Sherlock often punned on the “sensational” nature of Watson’s chronicle. In his mind, the cases were about factual details and logic deductions. The literary rendition of them misrepresented the true nature of detective work, if not outright betraying it.  Apparently Watson, also Doyle behind the scene as the real author, despite never refuting Sherlock directly, held a different view. And this unique short story was the strongest objection to the almighty logic and deduction yet.

In this adventure, Sherlock failed. Or worse, he was mercilessly mocked by Doyle. What happened in this story is NOT a crime, and Sherlock doomed himself from the very beginning by assuming one.

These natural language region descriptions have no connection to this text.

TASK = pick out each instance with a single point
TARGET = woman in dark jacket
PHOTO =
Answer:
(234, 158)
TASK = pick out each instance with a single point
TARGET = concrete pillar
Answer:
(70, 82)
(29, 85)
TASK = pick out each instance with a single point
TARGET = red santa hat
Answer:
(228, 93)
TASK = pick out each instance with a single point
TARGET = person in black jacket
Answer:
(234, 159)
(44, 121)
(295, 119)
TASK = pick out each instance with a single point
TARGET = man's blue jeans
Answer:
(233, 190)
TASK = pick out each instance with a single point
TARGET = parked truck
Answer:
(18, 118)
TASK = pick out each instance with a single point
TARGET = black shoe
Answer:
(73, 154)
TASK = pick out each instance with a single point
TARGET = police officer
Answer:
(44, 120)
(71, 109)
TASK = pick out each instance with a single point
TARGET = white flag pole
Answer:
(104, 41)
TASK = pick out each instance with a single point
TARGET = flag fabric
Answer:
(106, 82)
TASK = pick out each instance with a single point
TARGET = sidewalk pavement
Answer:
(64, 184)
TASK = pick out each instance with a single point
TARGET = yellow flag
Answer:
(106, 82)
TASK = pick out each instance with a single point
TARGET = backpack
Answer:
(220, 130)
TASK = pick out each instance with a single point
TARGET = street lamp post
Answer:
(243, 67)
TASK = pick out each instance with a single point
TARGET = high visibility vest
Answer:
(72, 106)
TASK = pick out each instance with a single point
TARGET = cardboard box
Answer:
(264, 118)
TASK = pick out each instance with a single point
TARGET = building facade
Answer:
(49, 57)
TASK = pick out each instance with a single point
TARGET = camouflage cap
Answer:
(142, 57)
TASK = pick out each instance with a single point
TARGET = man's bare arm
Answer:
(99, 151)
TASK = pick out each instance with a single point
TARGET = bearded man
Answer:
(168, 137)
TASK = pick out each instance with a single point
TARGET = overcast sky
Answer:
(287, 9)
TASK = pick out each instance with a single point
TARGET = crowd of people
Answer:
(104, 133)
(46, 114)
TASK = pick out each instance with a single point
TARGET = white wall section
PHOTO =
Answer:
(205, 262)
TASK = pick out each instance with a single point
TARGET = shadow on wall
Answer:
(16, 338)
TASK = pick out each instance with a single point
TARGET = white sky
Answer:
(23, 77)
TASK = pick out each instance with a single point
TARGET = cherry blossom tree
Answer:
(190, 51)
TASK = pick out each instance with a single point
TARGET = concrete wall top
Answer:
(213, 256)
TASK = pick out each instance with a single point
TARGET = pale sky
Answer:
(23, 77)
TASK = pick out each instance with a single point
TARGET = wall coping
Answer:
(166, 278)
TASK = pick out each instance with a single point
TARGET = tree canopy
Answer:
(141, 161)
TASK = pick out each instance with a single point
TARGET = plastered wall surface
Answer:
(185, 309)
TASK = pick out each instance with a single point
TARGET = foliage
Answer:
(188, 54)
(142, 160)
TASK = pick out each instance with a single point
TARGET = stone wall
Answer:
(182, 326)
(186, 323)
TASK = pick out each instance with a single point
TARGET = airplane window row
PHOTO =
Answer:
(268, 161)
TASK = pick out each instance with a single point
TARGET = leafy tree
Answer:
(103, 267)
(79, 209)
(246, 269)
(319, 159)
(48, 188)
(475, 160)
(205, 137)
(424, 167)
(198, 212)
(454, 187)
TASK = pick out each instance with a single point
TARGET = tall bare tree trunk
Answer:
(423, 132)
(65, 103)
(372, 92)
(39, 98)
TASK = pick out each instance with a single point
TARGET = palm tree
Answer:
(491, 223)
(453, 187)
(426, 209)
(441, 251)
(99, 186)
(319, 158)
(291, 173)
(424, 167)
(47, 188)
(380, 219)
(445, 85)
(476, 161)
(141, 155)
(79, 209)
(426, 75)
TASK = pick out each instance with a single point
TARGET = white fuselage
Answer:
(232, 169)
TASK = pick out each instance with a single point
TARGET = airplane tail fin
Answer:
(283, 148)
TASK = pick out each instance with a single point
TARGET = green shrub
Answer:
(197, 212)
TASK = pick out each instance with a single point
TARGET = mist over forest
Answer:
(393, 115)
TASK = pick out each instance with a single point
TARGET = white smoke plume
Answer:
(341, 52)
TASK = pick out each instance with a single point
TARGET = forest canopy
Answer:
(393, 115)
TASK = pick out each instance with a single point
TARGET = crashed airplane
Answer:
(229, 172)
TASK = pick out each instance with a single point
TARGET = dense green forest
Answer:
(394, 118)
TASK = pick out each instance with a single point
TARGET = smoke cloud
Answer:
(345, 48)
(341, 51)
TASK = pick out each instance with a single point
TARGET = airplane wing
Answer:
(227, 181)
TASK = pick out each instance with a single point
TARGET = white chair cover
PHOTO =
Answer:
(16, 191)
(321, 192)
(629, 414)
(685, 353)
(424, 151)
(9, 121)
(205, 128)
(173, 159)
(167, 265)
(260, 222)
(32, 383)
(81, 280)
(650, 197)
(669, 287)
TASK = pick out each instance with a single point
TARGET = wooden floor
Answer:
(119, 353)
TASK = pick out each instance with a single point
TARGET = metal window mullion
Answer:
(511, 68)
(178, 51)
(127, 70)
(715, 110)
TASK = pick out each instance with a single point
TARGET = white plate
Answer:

While making all the “reasonable” observations and deductions, Sherlock erred on the conjecture and the ultimate truth. Instead of a scheming and blackmailing first husband, it was a mix-race teenage girl protected fiercely by a  loving mother. Nonetheless, we should not fault Sherlock too much by making the mistake.  After all, his world almost exclusively consisted of sinister crimes and schemes, and he was honestly humbled when the truth came out.

The adventure of yellow face was unique and refreshing because it was about love, protection and racial acceptance in the often crime-ridden Sherlock world. The story was written over a century ago, and the message couldn’t be more relevant even in 2017.